In a blended family situation, he says, it is often prudent to appoint an executor who is not interested in the assets of the estate, or someone who may be biased against certain beneficiaries. And in many complex cases, it may be worthwhile to consider the appointment of a professional executor, such as a lawyer or trust company, says Trotta.

Realistically, a wise executor will make use of experts in accounting, law, finance and planning who can point the individual in the right direction, although, he says, "the ultimate decision making authority rests with an executor alone.”

An experienced estate planning lawyer can assist in this process by asking tailored questions to obtain a good understanding of one’s personal estate plans, goals and concerns, and take the time to learn your background, ask probing questions, confirm that you have legal capacity, and are free of any undue influence or coercion.

In terms of possible pitfalls, the executor role is also a highly demanding and time-consuming responsibility that can easily overwhelm an unprepared person and expose them to personal financial risk during what is often a difficult and emotional period for many individuals, says Trotta.

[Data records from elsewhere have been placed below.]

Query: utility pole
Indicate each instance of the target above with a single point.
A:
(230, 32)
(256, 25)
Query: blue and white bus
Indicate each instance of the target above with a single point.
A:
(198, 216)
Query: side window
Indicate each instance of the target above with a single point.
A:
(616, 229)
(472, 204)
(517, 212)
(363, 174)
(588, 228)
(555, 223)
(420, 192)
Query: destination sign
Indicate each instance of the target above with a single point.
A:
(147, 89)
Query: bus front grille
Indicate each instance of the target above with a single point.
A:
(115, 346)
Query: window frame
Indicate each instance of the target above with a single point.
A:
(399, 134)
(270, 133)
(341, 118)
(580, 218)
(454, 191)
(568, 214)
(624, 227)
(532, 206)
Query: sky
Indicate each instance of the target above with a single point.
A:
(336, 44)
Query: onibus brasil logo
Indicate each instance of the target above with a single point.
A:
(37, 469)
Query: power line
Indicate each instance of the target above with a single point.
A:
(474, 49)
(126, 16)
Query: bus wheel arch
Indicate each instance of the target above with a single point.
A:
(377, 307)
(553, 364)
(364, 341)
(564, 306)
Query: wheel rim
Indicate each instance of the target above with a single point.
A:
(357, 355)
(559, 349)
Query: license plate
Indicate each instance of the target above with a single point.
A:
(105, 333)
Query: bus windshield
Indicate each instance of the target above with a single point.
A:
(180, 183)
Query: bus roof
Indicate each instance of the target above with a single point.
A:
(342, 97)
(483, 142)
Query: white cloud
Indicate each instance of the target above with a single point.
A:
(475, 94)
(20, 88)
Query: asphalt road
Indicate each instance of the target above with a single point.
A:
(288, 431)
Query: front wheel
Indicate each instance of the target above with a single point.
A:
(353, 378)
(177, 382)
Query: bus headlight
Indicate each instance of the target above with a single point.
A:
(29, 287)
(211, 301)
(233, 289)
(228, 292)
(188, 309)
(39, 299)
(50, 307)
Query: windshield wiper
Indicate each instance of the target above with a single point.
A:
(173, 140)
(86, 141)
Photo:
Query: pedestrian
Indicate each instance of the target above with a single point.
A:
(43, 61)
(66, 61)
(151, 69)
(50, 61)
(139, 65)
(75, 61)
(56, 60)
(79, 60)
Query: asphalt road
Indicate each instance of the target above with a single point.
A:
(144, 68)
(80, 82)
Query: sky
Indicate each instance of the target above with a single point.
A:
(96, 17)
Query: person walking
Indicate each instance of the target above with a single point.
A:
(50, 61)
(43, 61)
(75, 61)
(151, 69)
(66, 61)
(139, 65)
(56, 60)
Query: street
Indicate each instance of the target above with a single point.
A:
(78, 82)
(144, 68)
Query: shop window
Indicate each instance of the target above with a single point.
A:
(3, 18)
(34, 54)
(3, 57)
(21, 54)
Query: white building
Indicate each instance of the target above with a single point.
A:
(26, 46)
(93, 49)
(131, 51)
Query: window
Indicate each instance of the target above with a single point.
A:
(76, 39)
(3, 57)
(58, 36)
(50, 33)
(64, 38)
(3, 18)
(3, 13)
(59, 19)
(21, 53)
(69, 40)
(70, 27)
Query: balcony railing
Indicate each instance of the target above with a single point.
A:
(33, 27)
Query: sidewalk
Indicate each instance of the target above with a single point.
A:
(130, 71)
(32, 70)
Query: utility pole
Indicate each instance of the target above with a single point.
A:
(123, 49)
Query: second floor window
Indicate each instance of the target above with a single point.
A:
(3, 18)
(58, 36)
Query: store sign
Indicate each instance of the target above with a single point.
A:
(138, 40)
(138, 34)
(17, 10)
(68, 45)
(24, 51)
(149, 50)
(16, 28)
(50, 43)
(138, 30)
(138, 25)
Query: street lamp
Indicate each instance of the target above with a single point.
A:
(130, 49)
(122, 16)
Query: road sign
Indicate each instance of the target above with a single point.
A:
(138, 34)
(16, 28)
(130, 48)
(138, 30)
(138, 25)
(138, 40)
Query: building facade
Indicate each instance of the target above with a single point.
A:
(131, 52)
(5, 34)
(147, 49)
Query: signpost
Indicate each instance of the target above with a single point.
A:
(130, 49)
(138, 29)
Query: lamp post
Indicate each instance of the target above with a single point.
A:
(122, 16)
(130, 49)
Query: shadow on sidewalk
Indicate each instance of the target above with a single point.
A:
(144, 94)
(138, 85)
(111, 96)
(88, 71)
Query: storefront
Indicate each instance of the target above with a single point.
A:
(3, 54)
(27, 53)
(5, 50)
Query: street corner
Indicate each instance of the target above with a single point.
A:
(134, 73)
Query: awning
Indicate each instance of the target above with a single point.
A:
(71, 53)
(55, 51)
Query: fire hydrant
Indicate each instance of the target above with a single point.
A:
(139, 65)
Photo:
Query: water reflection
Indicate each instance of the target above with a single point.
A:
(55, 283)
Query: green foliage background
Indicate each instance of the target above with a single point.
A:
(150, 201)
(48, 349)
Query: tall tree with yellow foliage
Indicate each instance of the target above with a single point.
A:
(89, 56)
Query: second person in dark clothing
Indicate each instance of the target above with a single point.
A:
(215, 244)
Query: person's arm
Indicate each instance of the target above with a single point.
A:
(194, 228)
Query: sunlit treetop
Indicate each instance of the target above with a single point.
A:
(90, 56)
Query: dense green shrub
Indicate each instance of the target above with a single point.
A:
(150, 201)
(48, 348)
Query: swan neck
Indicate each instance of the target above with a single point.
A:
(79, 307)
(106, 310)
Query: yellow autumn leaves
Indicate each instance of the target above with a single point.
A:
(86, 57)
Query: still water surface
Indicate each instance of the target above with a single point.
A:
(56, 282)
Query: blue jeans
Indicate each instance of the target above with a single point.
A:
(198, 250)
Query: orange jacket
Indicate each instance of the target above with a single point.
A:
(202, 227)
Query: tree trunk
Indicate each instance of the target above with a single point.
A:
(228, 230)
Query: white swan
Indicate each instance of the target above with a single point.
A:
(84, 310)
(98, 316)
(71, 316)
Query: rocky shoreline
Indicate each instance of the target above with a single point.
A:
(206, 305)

“Many people believe that estates with relatively few assets are simple to administer and that they can get away with little or no estate planning. However there are very few simple estates, as most people will have some level of complexity, whether it is based on assets, citizenship, family, planning, or even something as avoidable as a poorly drafted will from a store-bought will kit or an unqualified lawyer,” he says.

Executors can run into trouble when they do not follow or understand the terms of the will or when they misunderstand their tax-related responsibilities.

“An uninformed executor can easily miss important tax filing deadlines, and distribute assets before satisfying any outstanding obligations with the CRA or other creditors,” says Trotta.

Unqualified executors may also neglect to keep proper financial records, may dispose of property, securities or other assets without obtaining valuations, or fail to act fairly towards all beneficiaries, he adds.

Another critical error that can have a significant impact on an estate can arise when an executor does not seek advice from relevant professionals, such as accountants or lawyers, says Trotta.

“For example, there are certain tax filing opportunities that exist on the year of death. If an executor prepares and files the terminal tax return without investigating if these opportunities exist for the estate, the estate may end up paying more taxes then it needs to.

Ultimately, by hiring professionals who are knowledgeable about these benefits, “the executor is not only saving the estate money but also fulfilling their responsibilities to act in the best interests of the estate and its beneficiaries,” says Trotta.